Em causa está "a prática concertada de troca de informação sensível entre as 14 instituições bancárias" entre 2002 e 2013.

A Autoridade da Concorrência anunciou esta segunda-feira a condenação de 14 bancos, que terão de pagar o valor global de 225 milhões de euros. Em causa está "a prática concertada de troca de informação sensível", durante um período de mais de dez anos, entre 2002 e 2013.

Os bancos visados são o BBVA, o BIC, BPI, BCP, BES, BANIF, CGD, Caixa Agrícola, Montepio, Santader, Deutsche Bank e UCI.

"Os bancos participantes na prática concertada trocaram informação sensível referente à oferta de produtos de crédito na banca de retalho, designadamente crédito habitação, crédito ao consumo e crédito a empresas. Neste esquema, cada banco facultava aos demais, informação sensível sobre as suas ofertas comerciais, indicando, por exemplo, os spreads a aplicar num futuro próximo no crédito à habitação ou os valores do crédito concedido no mês anterior, dados que, de outro modo, não seriam acessíveis aos concorrentes", lê-se num comunicado da AdC enviado à TSF.

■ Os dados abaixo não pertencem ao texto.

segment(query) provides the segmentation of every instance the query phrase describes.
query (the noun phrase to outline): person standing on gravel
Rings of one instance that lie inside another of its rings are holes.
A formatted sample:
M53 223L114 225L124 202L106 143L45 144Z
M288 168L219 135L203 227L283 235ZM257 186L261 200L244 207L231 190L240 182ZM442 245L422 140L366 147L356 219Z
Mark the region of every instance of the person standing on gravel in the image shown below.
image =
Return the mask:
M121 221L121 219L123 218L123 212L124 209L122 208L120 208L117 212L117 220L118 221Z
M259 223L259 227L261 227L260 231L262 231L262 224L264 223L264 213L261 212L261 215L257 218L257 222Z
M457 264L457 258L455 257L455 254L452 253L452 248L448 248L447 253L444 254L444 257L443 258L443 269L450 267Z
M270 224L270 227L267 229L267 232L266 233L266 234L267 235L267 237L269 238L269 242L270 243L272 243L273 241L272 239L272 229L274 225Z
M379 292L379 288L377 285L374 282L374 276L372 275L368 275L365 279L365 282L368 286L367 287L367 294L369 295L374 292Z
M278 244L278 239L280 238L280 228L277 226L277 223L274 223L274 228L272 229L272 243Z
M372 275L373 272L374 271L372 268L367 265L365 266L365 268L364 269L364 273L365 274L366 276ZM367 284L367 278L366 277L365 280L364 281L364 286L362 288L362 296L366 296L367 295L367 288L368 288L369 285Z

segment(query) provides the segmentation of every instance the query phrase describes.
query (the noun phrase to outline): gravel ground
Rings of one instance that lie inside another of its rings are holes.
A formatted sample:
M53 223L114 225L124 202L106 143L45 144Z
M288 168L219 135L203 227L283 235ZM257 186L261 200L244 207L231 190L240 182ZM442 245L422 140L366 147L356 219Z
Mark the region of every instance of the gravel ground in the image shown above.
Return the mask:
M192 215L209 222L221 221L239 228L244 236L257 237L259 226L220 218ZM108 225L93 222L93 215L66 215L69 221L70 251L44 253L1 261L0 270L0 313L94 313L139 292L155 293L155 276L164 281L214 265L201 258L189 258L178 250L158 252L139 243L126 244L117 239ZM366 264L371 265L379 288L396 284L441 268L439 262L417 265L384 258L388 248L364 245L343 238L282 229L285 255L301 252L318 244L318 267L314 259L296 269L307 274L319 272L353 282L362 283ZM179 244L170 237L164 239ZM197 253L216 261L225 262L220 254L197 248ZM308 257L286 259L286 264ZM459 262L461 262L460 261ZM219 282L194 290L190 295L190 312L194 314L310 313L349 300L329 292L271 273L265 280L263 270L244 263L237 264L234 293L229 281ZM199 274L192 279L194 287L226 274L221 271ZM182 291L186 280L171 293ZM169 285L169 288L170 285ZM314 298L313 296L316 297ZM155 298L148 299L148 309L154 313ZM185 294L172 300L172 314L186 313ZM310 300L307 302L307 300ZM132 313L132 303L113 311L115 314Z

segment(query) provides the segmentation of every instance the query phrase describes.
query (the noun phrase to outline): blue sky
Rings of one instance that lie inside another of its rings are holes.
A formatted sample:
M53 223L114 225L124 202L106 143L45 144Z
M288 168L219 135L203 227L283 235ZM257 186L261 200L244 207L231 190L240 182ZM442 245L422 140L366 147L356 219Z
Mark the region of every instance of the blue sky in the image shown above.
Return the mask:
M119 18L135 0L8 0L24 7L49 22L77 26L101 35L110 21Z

"O intercâmbio de informações sensíveis constitui uma prática anticoncorrencial por permitir às empresas tomarem conhecimento das estratégias de mercado dos seus concorrentes ou anteciparem a conduta daqueles, o que facilita o alinhamento dos respetivos comportamentos no mercado, assim impedindo os consumidores de beneficiarem do grau de concorrência que existiria na ausência de tal intercâmbio", acrescenta.

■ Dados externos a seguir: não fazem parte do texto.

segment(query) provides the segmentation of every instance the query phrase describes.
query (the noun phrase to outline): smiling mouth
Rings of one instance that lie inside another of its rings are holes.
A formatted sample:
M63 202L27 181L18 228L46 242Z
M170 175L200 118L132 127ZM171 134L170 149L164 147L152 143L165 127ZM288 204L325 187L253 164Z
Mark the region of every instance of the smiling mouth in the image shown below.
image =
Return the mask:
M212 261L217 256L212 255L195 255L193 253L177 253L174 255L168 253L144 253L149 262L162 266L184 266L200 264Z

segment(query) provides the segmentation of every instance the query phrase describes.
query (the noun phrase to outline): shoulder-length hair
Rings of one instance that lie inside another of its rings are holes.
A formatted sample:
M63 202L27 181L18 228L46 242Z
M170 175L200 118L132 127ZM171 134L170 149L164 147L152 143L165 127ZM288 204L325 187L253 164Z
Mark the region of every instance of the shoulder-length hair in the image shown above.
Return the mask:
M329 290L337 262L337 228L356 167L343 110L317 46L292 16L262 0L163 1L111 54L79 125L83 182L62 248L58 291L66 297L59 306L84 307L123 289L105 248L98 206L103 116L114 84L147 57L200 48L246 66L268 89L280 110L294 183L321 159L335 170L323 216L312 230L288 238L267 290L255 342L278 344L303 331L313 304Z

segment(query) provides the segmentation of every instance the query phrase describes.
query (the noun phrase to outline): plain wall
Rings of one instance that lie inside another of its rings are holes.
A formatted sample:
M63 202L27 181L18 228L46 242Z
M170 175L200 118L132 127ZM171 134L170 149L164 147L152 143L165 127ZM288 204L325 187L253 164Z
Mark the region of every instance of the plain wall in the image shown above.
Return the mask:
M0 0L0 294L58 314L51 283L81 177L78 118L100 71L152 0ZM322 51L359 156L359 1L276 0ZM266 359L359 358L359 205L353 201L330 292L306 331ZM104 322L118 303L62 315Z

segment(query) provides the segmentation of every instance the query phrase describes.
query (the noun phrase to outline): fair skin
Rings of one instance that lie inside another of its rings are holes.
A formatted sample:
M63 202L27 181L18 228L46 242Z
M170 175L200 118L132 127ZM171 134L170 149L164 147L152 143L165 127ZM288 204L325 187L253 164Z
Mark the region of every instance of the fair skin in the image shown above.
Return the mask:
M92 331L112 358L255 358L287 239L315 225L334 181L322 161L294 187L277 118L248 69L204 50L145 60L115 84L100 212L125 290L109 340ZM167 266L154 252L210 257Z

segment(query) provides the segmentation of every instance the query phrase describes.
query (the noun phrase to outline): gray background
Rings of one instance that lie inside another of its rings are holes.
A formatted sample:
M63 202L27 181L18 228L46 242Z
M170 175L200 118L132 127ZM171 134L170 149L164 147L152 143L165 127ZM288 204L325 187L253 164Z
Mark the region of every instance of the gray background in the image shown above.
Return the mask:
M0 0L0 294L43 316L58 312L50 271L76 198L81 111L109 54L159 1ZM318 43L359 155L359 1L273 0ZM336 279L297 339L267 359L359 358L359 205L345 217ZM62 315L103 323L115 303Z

Em entrevista à RTP, a presidente da Autoridade da Concorrência explicou que a prática concertada executada pelos bancos consistia "numa troca de informação relativa à dimensão do spread aplicado a um futuro desconhecido, mas também relativamente a todas as condições da oferta determinadas previamente".

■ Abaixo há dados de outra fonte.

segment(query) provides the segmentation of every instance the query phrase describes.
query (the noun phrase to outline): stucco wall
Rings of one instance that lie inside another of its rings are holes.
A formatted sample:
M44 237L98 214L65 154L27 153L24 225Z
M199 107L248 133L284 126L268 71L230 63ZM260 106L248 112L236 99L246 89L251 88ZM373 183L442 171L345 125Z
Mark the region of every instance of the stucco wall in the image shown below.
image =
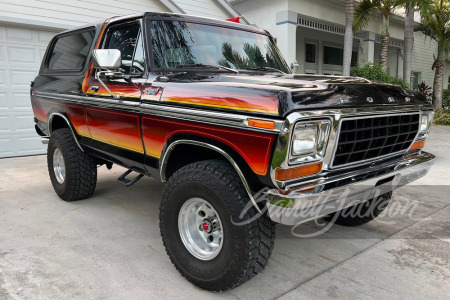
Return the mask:
M188 15L208 16L216 19L230 18L228 12L214 0L177 0L175 2Z
M69 28L112 16L143 11L168 11L157 0L15 0L0 1L0 20L42 22Z
M414 50L411 62L412 72L421 72L422 81L429 86L433 85L434 71L431 66L434 63L434 56L437 55L437 43L423 34L416 32L414 34Z

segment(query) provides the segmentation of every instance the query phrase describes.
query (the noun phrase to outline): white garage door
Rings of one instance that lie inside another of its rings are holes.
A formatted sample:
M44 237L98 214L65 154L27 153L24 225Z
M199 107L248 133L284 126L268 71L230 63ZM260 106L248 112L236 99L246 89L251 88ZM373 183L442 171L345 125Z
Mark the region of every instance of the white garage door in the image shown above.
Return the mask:
M46 151L34 130L30 82L55 34L0 25L0 157Z

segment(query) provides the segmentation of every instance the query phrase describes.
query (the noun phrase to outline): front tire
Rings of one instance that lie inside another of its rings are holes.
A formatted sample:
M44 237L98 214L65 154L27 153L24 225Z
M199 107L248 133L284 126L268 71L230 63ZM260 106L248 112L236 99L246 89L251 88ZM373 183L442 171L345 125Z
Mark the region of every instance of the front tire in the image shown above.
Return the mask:
M200 288L225 291L264 269L274 246L275 224L265 214L249 220L257 214L253 206L240 219L249 201L239 176L224 161L192 163L170 177L160 229L181 275ZM249 221L235 225L232 220Z
M81 151L69 128L52 133L47 165L53 189L64 201L86 199L94 193L97 164L93 157Z

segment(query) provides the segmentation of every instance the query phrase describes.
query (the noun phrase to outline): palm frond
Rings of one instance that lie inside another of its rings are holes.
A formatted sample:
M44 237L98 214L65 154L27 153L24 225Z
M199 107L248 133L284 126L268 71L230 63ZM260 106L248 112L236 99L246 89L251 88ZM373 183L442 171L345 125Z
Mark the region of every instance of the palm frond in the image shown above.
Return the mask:
M356 6L355 17L353 20L353 29L358 32L363 29L370 21L370 18L380 10L380 0L362 0Z

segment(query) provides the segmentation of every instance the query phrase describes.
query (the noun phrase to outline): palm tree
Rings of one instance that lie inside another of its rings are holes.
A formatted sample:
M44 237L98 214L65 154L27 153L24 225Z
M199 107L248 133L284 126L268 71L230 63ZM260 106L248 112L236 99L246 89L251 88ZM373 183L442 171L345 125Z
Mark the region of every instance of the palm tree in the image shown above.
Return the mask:
M414 13L425 12L433 0L410 0L405 9L405 47L403 48L403 80L411 85L411 57L414 47Z
M370 21L371 17L381 15L383 17L383 28L381 31L380 65L384 71L387 70L389 49L389 21L398 8L404 7L408 0L362 0L355 10L353 27L361 30Z
M445 56L450 52L450 4L448 0L434 0L429 9L422 12L420 30L438 43L438 54L433 64L433 104L442 108Z
M344 35L344 76L350 76L353 49L353 16L355 14L355 0L345 1L345 35Z
M405 14L403 80L411 86L411 57L414 47L414 3L408 3Z

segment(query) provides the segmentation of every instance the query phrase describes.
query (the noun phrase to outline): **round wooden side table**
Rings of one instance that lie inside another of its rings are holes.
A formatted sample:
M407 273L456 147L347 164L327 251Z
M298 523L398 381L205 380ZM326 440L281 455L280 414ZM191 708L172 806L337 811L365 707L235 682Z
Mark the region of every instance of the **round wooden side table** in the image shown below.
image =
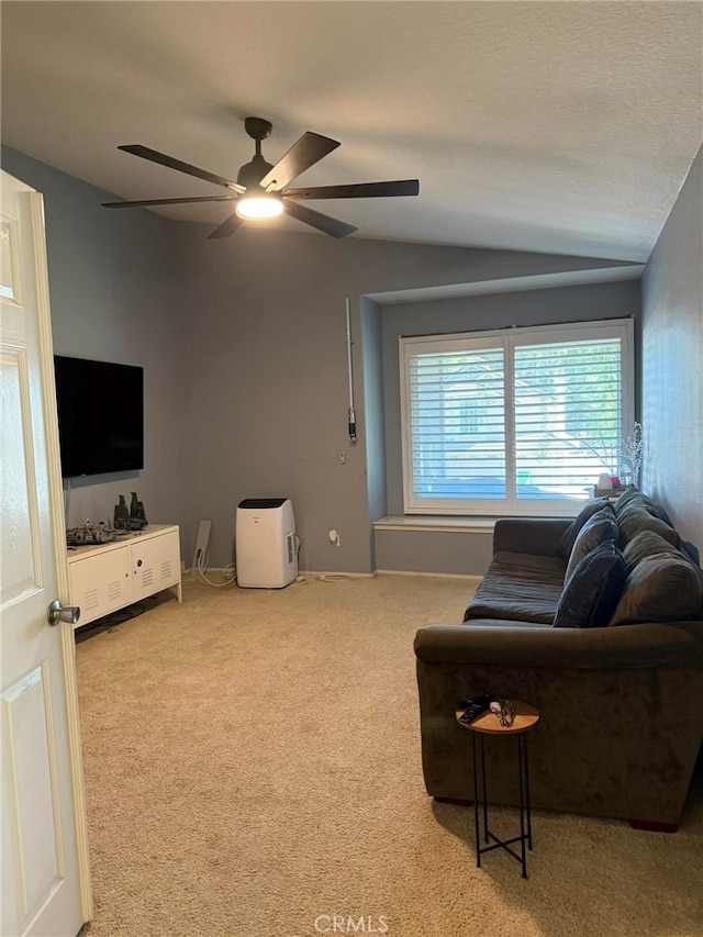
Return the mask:
M481 868L481 856L484 852L491 852L493 849L504 849L514 859L516 859L523 868L523 879L527 878L527 858L525 854L525 845L532 850L532 815L529 806L529 767L527 763L527 736L526 733L539 720L539 713L534 706L527 703L522 703L518 700L512 700L515 709L515 716L512 725L501 725L499 716L494 713L481 713L470 723L459 723L464 728L471 729L471 761L473 767L473 817L476 822L476 865ZM456 711L457 721L462 714L462 710ZM487 735L511 735L517 740L517 785L520 791L520 836L513 836L511 839L499 839L488 827L488 792L486 784L486 752L483 740ZM479 778L481 784L479 787ZM483 824L483 841L491 843L490 846L481 846L481 826L479 817L482 814ZM520 855L511 849L511 846L520 843Z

Margarida Matos Rosa indicou ainda que "cada particular ou empresa que se sinta lesado por uma prática restritiva da concorrência, sancionada pela AdC pode pedir compensação junto dos tribunais".

DECO fala em "decisão histórica"

Em declarações à TSF, o economista da Associação de Defesa do Consumidor, Nuno Rico, defende que a condenação anunciada pela AdC "é um passo importante na defesa dos interesses dos consumidores".

"Congratulamos a decisão. Vamos analisar em detalhe a decisão da Autoridade da Concorrência e verificar em que medida, e se houver espaço para isso, poderemos aqui fazer mais alguma coisa em defesa do consumidor", disse.

Nuno Rio explicou ainda que a Deco tem vindo a denunciar as decisões visadas na condenação da AdC desde há muito tempo.

"Temos vindo a denunciar algumas práticas da banca, nomeadamente ao nível da coincidência das comissões cobradas, de comportamento do ponto de vista de alterações de comissões e valores e outras áreas como a do crédito, que vão no sentido nesta decisão da AdC", revelando que a condenação anunciada hoje "não surpreende".